Le métré fait foi avant toute discussion de prix : à Mandagout, sur une base de 100 m² en zone H2c, la remise à niveau d'un logement mis en location représente de l'ordre de 84 logement du parc locatif. Multiplié par un prix unitaire de 22 000 à 45 000 €, on obtient une fourchette de 1 848 000 € à 3 780 000 € TTC, que le plafond d'assiette de 40 000 € HT vient ensuite borner.
Sur la durée de vie de l'ouvrage, la remise à niveau d'un logement mis en location à Mandagout suppose les critères de décence et un engagement de loyer maîtrisé maintenu dans le temps.

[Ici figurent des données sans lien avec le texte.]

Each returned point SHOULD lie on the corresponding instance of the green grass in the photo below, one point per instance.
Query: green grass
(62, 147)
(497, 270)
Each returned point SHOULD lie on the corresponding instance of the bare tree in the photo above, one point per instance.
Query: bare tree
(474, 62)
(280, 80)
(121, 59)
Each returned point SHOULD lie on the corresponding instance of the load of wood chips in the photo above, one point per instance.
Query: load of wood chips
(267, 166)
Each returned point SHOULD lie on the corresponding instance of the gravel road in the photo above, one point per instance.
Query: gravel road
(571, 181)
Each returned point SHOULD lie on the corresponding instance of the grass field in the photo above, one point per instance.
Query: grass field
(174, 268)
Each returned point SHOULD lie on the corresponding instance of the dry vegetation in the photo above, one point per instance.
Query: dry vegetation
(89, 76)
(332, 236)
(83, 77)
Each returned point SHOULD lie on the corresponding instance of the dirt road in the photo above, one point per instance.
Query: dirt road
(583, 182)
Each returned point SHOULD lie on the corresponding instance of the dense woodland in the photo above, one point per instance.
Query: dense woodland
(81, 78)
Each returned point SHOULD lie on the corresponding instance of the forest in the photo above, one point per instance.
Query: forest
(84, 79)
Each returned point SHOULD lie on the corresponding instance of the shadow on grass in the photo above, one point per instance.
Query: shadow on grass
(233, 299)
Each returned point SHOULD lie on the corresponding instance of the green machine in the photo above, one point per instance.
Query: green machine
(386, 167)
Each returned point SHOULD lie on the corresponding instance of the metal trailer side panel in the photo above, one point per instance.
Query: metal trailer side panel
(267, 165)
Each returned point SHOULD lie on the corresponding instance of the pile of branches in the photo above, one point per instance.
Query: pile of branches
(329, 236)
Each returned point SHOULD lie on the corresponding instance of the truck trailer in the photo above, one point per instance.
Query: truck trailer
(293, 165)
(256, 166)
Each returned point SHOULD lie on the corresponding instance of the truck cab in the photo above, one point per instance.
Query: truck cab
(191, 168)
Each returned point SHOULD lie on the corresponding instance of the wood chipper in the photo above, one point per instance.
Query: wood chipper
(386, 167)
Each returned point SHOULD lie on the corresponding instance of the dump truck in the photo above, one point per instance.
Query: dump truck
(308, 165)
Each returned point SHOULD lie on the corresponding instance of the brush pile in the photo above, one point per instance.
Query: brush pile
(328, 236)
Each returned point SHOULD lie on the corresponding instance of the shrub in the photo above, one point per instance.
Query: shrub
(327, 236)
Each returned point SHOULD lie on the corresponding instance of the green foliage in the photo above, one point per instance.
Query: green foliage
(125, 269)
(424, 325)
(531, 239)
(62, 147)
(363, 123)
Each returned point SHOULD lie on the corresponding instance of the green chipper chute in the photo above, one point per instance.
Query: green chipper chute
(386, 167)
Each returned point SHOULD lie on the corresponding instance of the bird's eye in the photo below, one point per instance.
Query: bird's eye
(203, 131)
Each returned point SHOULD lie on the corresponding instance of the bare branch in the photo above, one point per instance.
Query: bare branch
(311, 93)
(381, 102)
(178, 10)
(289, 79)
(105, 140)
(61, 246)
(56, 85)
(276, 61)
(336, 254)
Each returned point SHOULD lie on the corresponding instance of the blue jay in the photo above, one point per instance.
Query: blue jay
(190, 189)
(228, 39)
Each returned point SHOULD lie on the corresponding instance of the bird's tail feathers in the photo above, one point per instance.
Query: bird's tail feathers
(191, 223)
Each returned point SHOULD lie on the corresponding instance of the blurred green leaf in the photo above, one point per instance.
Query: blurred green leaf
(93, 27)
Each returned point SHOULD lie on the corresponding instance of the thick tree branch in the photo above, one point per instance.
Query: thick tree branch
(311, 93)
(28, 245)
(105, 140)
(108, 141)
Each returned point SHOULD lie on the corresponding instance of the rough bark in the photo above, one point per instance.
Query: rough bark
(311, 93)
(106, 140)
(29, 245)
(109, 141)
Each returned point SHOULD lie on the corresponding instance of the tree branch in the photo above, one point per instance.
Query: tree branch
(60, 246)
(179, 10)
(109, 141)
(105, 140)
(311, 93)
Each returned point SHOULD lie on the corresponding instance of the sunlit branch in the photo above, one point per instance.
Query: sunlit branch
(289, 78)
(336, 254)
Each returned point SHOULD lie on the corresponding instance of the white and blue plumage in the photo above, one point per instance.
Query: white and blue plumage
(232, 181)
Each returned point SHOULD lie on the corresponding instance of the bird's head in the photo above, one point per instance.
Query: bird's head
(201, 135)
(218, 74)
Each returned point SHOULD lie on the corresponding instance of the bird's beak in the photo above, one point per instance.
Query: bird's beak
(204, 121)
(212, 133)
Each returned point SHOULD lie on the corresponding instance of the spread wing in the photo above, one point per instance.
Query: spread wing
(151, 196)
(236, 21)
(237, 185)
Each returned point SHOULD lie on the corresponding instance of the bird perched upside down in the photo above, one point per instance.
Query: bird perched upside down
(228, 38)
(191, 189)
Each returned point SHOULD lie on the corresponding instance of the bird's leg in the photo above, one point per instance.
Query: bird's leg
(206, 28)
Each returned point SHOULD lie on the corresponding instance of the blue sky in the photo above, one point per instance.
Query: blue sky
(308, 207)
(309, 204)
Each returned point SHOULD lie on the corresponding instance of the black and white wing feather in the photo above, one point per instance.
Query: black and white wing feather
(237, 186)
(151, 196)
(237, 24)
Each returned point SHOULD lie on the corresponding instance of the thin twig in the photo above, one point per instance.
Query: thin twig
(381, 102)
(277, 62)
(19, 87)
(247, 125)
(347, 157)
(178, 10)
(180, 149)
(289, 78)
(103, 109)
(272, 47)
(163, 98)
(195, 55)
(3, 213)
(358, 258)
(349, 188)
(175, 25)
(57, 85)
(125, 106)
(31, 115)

Rapporté à vingt ans d'usage, le poste chiffré à 2 814 000 € revient à 140 700 € par an avant aides, montant à mettre en regard de l'économie de facture et non du seul prix d'achat.
Une moyenne de 1.86 personne(s) par logement à Mandagout : ce chiffre paraît anodin, il commande pourtant le débit de ventilation, le volume d'eau chaude et donc la cohérence de la remise à niveau d'un logement mis en location avec le reste du bouquet.
La logistique dépend de la densité : 368 habitants pour 198 résidences principales à Mandagout. Cette densité conditionne l'emprise de stationnement, l'autorisation de voirie et le stockage des matériaux nécessaires à la remise à niveau d'un logement mis en location, trois postes que les devis les moins précis oublient de chiffrer.